Ruta Sepetys, Le sel de nos larmes

Hiver 1945. Quatre personnages, quatre destins, une obsession : fuir la guerre. Marcher vers l’ouest. Ne pas mourir. Ni de faim, ni de froid, ni de ses blessures. Survivre. Avancer. Joana, une jeune infirmière, a fui la Lituanie – mais porte un lourd secret. Florian, le Prussien, semble utiliser ses talents de faussaire pour échapper au pire. Emilia, la Polonaise, n’a pas échappé au pire – et porte un enfant d’un soldat russe. Quant à Alfred, personne ne le prend au sérieux, surtout quand il se veut un parfait Hitlerjugend, car sa prétention n’a d’égale que sa frousse. Autour d’eux gravitent des personnages aussi étranges qu’un vieux cordonnier, un Petit Garçon Perdu, une Géante, une aveugle. Au fil des kilomètres, seuls ou en convoi, ils s’approchent de la Baltique. Le bruit court qu’un immense paquebot les conduira vers la liberté. Le Wilhelm Gustloff. Quand ils embarquent enfin, le 30 janvier 1945, ils ne savent pas encore que trois torpilles russes vont couler le navire. Fait de guerre, ou crime de guerre ? Des 10 050 passagers, dont 4000 enfants et adolescents, seuls 996 seront sauvés – et personne ne s’accorde sur les chiffres exacts de cette catastrophe. Pour narrer ce long cheminement vers un si terrible destin, Ruta Sepetys a choisi de ne rien édulcorer et s’est appuyée sur une énorme documentation. Je conseille donc aux parents de lire ce superbe roman avant de le confier à leurs grands adolescents, et d’en parler avec eux.
Il y a 75 ans cette année. N’oublions jamais.
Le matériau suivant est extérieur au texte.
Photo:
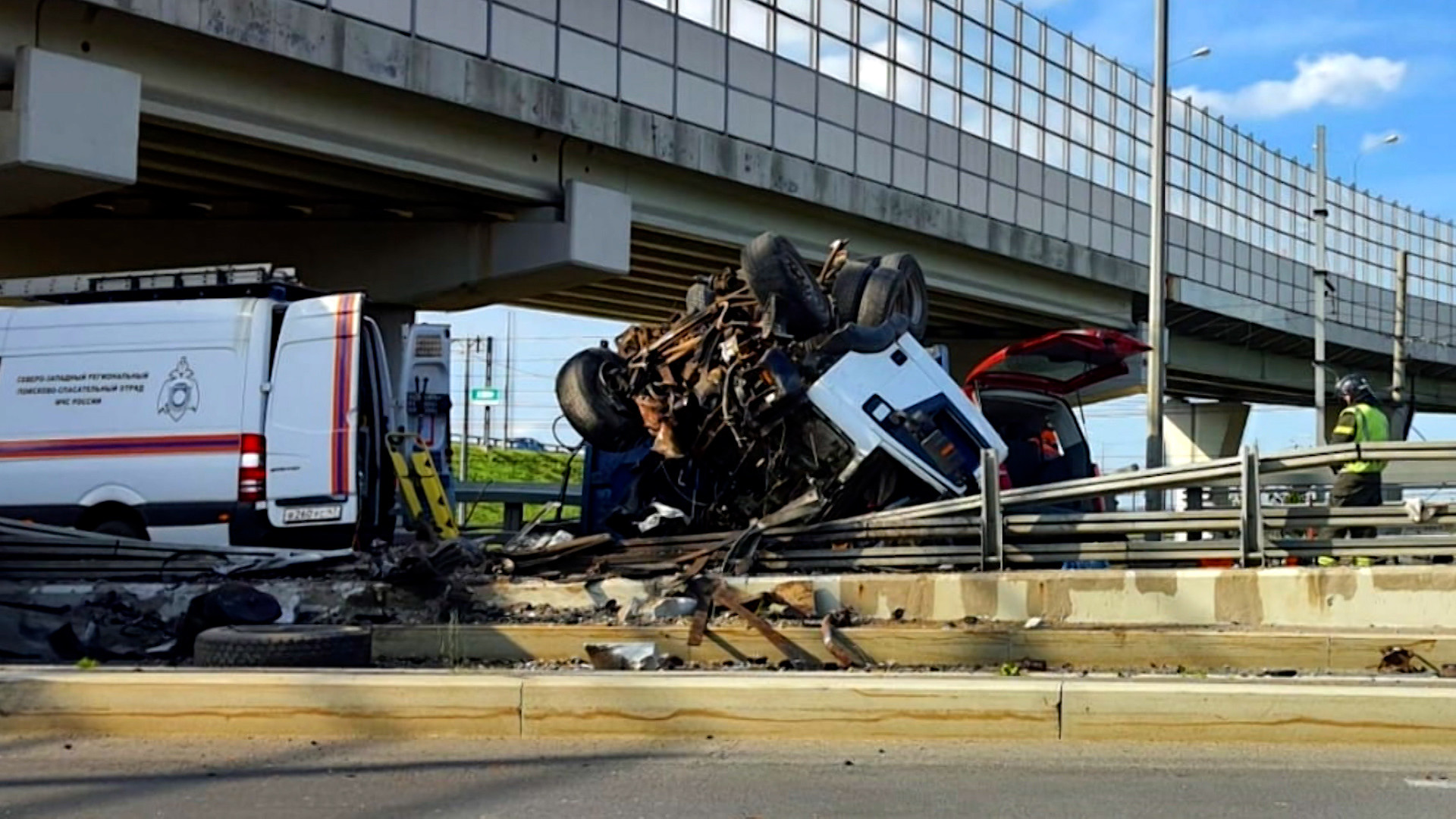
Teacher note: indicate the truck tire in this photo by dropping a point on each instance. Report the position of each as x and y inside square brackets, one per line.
[910, 295]
[775, 270]
[601, 419]
[284, 648]
[892, 293]
[849, 287]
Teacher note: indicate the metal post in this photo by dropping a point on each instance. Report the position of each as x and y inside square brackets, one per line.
[992, 541]
[490, 375]
[1321, 286]
[1402, 265]
[1156, 281]
[465, 433]
[510, 327]
[1251, 518]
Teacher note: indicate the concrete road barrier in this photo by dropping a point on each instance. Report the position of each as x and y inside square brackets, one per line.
[789, 706]
[1079, 649]
[743, 704]
[1254, 711]
[246, 704]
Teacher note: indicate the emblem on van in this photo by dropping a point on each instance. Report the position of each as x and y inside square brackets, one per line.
[180, 392]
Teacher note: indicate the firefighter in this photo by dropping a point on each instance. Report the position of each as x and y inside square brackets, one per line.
[1357, 483]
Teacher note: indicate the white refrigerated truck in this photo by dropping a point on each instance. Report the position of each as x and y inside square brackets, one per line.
[209, 406]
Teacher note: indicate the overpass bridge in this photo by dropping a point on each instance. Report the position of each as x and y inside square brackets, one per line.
[593, 155]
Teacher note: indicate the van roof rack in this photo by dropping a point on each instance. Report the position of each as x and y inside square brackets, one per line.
[213, 281]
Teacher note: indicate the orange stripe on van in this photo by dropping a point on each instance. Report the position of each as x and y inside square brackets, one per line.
[120, 447]
[344, 333]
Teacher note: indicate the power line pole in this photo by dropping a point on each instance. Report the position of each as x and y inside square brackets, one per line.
[510, 344]
[490, 368]
[1156, 281]
[1321, 286]
[465, 435]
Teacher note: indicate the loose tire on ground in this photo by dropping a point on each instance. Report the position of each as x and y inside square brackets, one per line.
[775, 270]
[284, 648]
[849, 287]
[916, 302]
[601, 419]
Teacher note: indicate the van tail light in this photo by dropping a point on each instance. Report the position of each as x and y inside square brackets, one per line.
[253, 469]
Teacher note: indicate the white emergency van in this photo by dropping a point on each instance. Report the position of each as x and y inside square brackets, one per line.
[207, 406]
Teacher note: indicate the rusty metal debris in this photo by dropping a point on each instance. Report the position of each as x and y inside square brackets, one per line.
[1397, 659]
[792, 653]
[742, 410]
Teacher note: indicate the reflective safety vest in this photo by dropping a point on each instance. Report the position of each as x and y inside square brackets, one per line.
[1366, 425]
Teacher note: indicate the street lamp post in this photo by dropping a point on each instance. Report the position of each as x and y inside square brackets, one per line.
[1388, 140]
[1156, 281]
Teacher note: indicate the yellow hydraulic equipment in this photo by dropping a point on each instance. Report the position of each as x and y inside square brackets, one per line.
[419, 483]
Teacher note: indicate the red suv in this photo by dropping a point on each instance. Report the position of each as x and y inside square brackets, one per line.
[1024, 390]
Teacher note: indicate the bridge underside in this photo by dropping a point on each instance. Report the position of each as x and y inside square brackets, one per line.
[249, 156]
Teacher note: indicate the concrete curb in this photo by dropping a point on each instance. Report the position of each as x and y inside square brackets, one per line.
[683, 704]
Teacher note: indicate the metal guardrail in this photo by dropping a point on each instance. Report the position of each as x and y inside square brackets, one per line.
[514, 497]
[1015, 528]
[1251, 534]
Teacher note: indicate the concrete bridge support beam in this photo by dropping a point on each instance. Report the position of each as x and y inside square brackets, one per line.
[67, 129]
[427, 265]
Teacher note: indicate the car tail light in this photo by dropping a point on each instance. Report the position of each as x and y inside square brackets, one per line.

Grands adolescents et adultes

Ruta Sepetys, Le sel de nos larmes, Gallimard Jeunesse, 2016, 496 p., 16,50 € — en Coll “Pôle fiction”, 8,65 €.

Jean-Philippe Arrou-Vignod, L’élève qui n’existait pas

« J’avais une soif de tous les diables. Je suis entré sans allumer avant de boire longuement au robinet. Quand j’ai relevé la tête, il y avait un garçon en face de moi qui me regardait comme s’il avait vu un fantôme.
J’ai failli m’éborgner contre le porte-savon.
— Qu’est-ce que tu fais là ? Tu m’as fichu une sacrée trouille ! »
Il va falloir bien de l’astuce à Rémi, à Mathilde et au génial P.P. Cul-Vert pour découvrir qui est ce mystérieux garçon qui rôde la nuit dans les couloirs de l’internat. Et de tact et de gentillesse pour venir à son aide – mais je ne vous en dis pas plus, sans quoi je risque, comme ces collégiens, d’être collée, voire privée de vacances de Noël !
Un nouvel épisode d’Enquête au collège, pour fêter les trente ans de la série, Trente ans ? Vraiment ? Ce petit côté vintage permet à Jean-Philippe Arrou-Vignod d’ignorer superbement SMS et réseaux sociaux, pour notre plus grand bonheur.

Dès 9 ans

Jean-Philippe Arrou-Vignod, L’élève qui n’existait pas, Enquête au collège, illustrations de Serge Bloch, Gallimard Jeunesse, 2019, 192 p., 13 € — Imprimé en Italie.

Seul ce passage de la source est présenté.